Don’t Loose the Box top
4th June 2016
Last weekend I attended a conference at National Law School Bangalore. The conference was about Open Access and IP. The participants were mainly from law background, many academicians, some corporate lawyers, some independent practitioners, some working for non profits and some bureaucrats.
The conference was divided into a lots of panel discussion focused on various topic, where each panelist speaks for 15 to 20 minutes followed by a question and answer session. The first day also had a keynote by Professor Richard Jefferson. He talked about the fascinating history of IP and also his own personal story of how he created Lens. He used the metaphor of solving a jigsaw puzzle to show various barriers faced by today’s innovators. To solve a jigsaw puzzle. Two solve a jigsaw puzzle you need to have two things:
1. All the pieces of the puzzle
2. The Box top which has picture of how the final solution looks like
Earlier innovators faced a lot of issue because of secrecy. Patents were created so that people bring their pieces in return of gaining exclusive right to use that piece for a short duration of time, of course not to say there aren’t issues with this approach but the gist of IPR is giving exclusive rights as a means to a greater good rather than an end in itself. Professor Jefferson’s project Lens aims to solve the second problem, you cannot solve a problem which you cannot see. With full text patent search, metadata, citations and visualizations Lens attempts to bring more clarity to pieces which are present and ultimately how they can be put together.
Here are other take aways:
- Jayashree Watal discussed a very interesting concept of Automatic Compulsory License for patents. The idea is that instead of giving an exclusive right to the patent holder to use the product or process, automatically give a compulsory license to anyone who may wish to use the patent and for every sale of a product using the patent a fraction of revenue goes back to the inventor as royalty. For example if you have a patent on a camera technology and I want to use in a phone company is creating, I won’t have to take permission from you, instead I’ll just to go ahead make the product, sell it and pay a royalty fixed by the court. This system has several advantages over the existing model of exclusive right, here:
- Patents don’t block the innovation of others.
- It discourages corporates from using Patents as legal arsenals rather than real
innovative things which can monetized. - Prices will be set by a competitive market.
One of disadvantage of system is that it is not clear how the royalties be decided.
- Prashant Iyengar talked about the transparency in governance.
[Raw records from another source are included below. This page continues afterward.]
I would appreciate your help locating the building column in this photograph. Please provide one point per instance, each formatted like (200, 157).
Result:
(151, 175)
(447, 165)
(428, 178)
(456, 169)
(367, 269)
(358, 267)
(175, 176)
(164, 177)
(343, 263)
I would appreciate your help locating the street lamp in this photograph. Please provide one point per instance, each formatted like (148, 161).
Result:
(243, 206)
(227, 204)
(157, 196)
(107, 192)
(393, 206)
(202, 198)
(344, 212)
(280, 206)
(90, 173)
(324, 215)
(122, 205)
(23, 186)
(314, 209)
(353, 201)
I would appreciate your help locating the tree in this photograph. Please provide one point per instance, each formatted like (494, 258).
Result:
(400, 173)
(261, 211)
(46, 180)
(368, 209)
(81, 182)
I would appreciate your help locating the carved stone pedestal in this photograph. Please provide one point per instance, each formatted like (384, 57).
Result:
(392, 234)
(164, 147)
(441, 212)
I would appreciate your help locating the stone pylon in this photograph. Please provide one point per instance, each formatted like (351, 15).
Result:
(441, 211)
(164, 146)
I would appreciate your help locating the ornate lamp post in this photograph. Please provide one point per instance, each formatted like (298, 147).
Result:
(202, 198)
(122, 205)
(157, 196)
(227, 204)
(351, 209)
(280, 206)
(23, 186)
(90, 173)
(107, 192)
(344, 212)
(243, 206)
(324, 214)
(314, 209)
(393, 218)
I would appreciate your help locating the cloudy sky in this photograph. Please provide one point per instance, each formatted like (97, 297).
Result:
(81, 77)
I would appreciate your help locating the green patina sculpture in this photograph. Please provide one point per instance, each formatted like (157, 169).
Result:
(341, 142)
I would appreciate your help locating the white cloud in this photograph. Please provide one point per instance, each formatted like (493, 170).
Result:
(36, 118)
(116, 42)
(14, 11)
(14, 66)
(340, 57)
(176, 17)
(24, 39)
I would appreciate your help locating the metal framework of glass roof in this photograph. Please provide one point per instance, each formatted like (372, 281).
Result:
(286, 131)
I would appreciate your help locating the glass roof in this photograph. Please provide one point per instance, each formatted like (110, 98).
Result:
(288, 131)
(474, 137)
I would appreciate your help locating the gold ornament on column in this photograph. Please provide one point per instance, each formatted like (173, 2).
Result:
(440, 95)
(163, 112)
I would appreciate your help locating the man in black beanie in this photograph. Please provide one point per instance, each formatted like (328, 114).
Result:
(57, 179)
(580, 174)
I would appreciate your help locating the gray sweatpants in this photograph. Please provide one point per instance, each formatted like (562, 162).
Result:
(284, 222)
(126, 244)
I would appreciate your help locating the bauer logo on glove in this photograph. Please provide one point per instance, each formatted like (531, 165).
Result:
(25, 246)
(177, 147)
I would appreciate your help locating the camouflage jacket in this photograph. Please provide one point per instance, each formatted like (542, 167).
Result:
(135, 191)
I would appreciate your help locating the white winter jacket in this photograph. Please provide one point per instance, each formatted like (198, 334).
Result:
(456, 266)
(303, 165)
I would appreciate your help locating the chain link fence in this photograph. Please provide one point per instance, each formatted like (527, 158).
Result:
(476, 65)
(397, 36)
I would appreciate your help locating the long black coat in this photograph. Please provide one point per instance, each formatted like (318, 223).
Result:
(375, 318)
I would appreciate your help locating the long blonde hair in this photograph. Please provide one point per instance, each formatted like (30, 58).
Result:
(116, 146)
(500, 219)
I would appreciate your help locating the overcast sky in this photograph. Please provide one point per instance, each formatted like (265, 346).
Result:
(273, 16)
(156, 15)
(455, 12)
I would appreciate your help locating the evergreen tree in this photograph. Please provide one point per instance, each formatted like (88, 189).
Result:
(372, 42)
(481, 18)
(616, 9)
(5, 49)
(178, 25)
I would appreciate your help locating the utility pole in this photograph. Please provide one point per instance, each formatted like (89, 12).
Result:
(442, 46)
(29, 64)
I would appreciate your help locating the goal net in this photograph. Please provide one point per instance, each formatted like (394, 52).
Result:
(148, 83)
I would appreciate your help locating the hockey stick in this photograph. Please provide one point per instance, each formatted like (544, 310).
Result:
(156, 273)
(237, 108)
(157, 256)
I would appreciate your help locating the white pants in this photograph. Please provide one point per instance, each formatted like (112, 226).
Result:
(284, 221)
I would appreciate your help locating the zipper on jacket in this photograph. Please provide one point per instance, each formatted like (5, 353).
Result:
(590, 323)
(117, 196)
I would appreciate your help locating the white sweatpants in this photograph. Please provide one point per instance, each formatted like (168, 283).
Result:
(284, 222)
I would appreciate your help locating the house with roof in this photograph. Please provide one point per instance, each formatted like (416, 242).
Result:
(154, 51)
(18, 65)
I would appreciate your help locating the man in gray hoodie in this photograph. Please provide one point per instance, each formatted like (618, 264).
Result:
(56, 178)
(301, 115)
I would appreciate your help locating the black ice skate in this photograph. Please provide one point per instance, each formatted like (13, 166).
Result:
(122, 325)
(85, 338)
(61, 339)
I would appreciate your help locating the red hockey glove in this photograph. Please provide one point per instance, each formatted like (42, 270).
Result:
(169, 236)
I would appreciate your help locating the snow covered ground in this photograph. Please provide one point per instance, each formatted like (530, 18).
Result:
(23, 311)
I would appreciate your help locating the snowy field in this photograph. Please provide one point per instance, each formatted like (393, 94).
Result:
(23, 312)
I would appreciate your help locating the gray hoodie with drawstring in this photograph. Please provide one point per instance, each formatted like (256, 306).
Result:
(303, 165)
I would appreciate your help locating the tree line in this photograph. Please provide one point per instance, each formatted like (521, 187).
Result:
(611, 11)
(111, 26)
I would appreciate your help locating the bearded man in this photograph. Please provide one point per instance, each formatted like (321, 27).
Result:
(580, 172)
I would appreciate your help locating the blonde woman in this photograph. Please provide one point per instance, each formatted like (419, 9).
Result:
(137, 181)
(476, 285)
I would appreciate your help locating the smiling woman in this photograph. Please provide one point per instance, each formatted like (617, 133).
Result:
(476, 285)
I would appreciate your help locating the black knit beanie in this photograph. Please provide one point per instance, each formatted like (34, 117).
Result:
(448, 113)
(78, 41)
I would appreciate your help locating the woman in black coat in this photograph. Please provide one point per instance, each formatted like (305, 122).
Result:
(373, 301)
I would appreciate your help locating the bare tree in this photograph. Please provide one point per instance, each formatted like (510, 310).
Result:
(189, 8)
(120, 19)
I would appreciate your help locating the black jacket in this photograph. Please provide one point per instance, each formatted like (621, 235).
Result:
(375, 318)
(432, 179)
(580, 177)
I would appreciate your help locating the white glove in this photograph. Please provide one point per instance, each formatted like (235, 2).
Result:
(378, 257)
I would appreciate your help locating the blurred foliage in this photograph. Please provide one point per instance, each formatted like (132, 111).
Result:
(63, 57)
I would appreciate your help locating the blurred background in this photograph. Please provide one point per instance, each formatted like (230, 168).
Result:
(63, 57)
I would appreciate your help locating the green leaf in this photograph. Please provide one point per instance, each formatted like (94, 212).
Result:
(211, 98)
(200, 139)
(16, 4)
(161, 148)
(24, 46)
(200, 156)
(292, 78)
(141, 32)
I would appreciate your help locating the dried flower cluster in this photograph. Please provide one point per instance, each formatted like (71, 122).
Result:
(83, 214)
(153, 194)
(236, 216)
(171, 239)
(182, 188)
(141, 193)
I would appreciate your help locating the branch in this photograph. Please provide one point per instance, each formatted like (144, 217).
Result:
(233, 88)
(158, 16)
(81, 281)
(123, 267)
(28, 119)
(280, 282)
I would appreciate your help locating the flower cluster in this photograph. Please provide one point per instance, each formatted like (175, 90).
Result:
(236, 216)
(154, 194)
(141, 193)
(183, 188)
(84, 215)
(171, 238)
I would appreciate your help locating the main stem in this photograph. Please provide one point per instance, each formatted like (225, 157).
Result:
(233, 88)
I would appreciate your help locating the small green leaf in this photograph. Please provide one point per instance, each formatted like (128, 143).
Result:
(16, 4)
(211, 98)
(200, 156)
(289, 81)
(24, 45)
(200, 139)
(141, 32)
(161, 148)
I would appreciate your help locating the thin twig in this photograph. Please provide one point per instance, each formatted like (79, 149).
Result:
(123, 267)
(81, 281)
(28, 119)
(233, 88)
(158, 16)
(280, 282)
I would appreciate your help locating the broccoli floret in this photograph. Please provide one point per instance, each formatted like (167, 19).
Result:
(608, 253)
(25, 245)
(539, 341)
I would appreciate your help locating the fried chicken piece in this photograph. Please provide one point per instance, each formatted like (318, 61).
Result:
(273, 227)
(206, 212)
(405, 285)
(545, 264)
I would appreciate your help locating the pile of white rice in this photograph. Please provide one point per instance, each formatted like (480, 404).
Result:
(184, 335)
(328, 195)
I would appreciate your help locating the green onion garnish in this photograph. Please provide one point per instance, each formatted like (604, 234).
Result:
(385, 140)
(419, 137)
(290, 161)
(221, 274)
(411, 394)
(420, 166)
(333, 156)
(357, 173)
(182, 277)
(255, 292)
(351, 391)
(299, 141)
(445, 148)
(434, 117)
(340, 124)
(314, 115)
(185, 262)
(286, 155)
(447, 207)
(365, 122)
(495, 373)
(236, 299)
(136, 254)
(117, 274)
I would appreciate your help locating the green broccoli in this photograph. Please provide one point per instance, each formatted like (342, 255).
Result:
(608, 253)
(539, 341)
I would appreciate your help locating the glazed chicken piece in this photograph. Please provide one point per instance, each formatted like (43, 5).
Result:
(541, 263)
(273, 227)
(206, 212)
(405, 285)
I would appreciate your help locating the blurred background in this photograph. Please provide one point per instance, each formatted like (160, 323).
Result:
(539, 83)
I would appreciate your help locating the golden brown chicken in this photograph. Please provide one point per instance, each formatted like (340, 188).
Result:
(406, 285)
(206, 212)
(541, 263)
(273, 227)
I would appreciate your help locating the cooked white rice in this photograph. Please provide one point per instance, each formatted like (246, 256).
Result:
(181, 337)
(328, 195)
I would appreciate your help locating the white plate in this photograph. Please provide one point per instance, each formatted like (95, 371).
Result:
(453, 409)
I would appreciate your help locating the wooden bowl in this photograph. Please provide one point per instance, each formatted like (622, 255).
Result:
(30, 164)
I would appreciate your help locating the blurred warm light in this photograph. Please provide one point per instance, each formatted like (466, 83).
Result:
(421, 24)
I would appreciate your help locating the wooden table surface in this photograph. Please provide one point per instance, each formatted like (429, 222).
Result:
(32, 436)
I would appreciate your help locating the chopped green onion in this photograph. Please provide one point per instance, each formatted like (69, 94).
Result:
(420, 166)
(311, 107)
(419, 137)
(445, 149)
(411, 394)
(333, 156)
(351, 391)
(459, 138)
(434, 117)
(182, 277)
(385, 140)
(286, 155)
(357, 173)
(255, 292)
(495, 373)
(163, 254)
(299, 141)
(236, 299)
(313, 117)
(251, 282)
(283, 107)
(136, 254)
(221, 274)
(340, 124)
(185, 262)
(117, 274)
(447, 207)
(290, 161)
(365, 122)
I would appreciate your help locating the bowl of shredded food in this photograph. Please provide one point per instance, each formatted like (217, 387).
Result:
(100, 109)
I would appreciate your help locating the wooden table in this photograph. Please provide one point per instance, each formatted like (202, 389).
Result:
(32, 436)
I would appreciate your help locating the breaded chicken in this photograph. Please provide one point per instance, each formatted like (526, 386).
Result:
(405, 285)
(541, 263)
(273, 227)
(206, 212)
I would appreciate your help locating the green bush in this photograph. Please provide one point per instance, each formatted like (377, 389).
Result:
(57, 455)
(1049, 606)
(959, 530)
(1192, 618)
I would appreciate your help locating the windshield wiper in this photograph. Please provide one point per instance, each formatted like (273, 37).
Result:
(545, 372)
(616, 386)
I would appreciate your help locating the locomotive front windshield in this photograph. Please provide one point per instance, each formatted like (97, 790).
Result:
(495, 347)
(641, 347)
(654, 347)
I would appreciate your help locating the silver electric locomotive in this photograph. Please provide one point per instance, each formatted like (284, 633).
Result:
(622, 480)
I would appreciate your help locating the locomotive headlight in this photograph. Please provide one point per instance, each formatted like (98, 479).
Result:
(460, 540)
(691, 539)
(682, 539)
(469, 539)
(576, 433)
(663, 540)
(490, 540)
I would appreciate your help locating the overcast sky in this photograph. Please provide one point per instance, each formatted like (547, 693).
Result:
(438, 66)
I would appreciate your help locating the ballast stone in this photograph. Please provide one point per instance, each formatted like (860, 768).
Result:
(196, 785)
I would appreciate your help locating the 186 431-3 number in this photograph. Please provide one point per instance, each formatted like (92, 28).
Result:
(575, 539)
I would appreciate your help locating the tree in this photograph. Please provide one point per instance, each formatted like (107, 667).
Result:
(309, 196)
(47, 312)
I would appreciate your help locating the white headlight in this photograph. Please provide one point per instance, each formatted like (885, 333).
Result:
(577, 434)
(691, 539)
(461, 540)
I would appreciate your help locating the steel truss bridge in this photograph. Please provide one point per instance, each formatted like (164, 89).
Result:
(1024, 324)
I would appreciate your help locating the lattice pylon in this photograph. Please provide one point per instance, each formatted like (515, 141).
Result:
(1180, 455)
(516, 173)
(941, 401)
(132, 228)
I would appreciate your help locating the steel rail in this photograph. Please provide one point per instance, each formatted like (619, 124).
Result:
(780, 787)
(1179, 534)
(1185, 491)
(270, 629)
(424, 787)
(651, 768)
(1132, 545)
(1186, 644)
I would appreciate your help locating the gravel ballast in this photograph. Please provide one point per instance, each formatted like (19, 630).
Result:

His main thesis was that IP hasn’t been an issue while getting information and records from the government. The RTI Act has an exception to information disclose in case of IPR issues. Government departments have sometimes said that they cannot disclose some information because they have IP over it but Central Information Commission has usually trumped the need of transparency over the need of government departments to protect their IP. The bigger issue is lack of bureaucratic will to uphold transparency, often they loose records and documents and sometime they give information in formats which is completely useless.
- Prashant Reddy talked about transparency in the law drafting procedure. The parliamentary standing committee often cites parliamentary privilege to block access to the discussion that go into drafting a particular bill.
- One interesting point raised by Professor Natasha Nayak was that Standard Setting Organizations(SSOs) can be considered as a cartel because they eliminates inter technology competition. Whenever a new technology is coming there are always alternatives, SSOs chooses one technology over other, instead of allowing competition to decide the winner.
- Zakir Thomas talked about drug patents and said that most of the Phase I and Phase II funding for new drugs comes through governmental bodies and the contributions from big pharma goes into conducting the clinical trials and putting the drugs into the market. He also showed that more patents doesn’t equate to more products. (See Also: “The Entrepreneurial State”)
- Panel discussed that how the drug Sovaldi has changed the public discourse on drug pricing and is making people realize the actual cost that goes into making a drug. Drug companies justify the cost of drugs by saying that this is the value which the drugs brings into the market comparing it to cost of existing treating etc. Which is kind of saying that they price the drug at costs which people are willing to pay (for their lives).